The officer must see the fire ready to spew out of my eyes because her grip tightens but her tone changes to downright consoling. We approach two rows of cells, men on one side and women on the other, divided by open bars. Men are hanging over their side calling to the women, teasing and talking. I stall for just a second going in. Is this really happening? I am being put into a jail cell?
“How am I supposed to notify my lawyer? I haven’t had a phone call.”
“We need the booking statement complete before you can chat on the phone. But I wouldn’t waste your time on your lawyer unless you think you’re lucky. You get two minutes and if you get put on hold, too bad. Most people call family and they get the lawyer.”
The pneumonic door opens with a hiss, and immediately people start shouting all at once.
“Yo, I need some food!”
“I got a cut that needs the nurse!’
“Hey, I need my phone call! My baby needs a sitter!”
“It’s a mistake!”
All the desperate voices shouting make me dizzy and my heart starts pounding, pumping up the adrenaline in my system. The officer pushes me through the opening and a buzzing sound silences everyone as the doors close again.
My jaws clamp shut. My heaving breath, and my hands balled into fists must send out huge red flags. Some of the women give me a wide space to walk through and don’t make eye contact.

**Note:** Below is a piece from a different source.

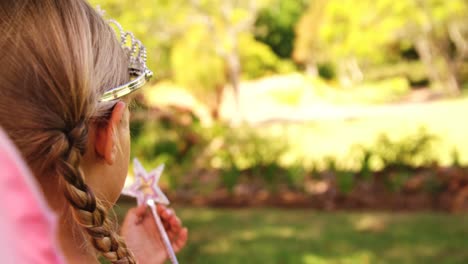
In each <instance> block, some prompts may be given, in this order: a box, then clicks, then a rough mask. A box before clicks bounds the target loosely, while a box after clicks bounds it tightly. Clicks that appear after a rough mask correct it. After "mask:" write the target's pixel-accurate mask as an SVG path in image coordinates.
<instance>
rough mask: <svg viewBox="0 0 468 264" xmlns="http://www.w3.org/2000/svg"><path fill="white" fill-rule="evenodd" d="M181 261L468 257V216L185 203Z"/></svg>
mask: <svg viewBox="0 0 468 264" xmlns="http://www.w3.org/2000/svg"><path fill="white" fill-rule="evenodd" d="M177 212H178V215H179V216H180V217H181V218H182V219H183V221H184V224H185V225H186V226H187V227H188V228H189V232H190V234H189V237H190V238H189V242H188V245H187V247H186V248H185V249H184V250H183V251H182V252H181V253H179V255H178V257H179V260H180V263H193V264H196V263H203V264H210V263H223V264H229V263H233V264H234V263H236V264H237V263H243V264H247V263H303V264H320V263H356V264H365V263H427V264H430V263H438V264H440V263H467V262H468V250H467V249H468V222H467V221H466V220H467V215H445V214H439V213H348V212H336V213H329V212H317V211H312V210H281V209H236V210H233V209H206V208H178V209H177Z"/></svg>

I sit down on a bench in the corner, not even looking at my cellmates although they are slowly getting brave enough to check me out. Nods and whispers pass between the others. I don’t care. I am still thinking about who to call.
Paul’s a great lawyer. That means he’s really busy and there’s no chance I’m going to get straight through. I could call the hospital and ask them to tell Dad. But what would he do? He’s on oxygen, has nothing and no way to get here. All it would do is worry him. If he lives—someday we will laugh about this together. But if he passes—I’d rather let him live his last days in peace, without knowing what a crazed loser his daughter turned out to be.
There’s Greg. That would just be par for the course and ensure my humiliation is complete. I could call and say “It’s your ex-fiancé. You know, the woman you cheated out of her heart? Well, I’ve been cheated out of everything now. Could you bail me out?” No. Not Greg.
I could call Janice, and I know she would mortgage her house if she had to, but it wouldn’t be fair. Besides, if Kenneth or Blake found out she helped me, she would definitely lose her job. Plus, if I haven’t ruined every single thing Mark was trying to do, he might still need Janice on the inside.
Dammit. I spent so much time buried in my business; I’m so short of a social life that I don’t have anyone to bail me out. What a success story I’m living. I try to recall some other friend’s phone numbers but they are all in my phone, and it’s locked up. This is pretty typical for my day so far—I throw a fit about a phone call, and then discover I have no one to dial.
“Hey you,” a tattered woman says from the next bench. “I think I know you.”
“I doubt it,” I respond, trying to buff up my voice until I sound roughly like a serial killer.
“Yeah, you’re that magazine woman. My daughter worked there as an intern for a summer. I saw you when I picked her up on days she was too late for the bus. You were always yelling or instructing or shit. She missed the bus a lot.”
“I do edit a magazine,” I lie, figuring I really don’t need to give an accounting of recent history to Debbie-Down-And-Out.
“What’s your name? Oh wait… I remember… Miss Shark. You’re Miss Shark.”
“Sharp.”
“Oh. Well, Miss Shark, you’ll be happy to know my girl has done good. She is writing on the internet and making good money.”
I smile and nod. Good to know something I did in life was worthwhile, before I hang myself in my jail cell.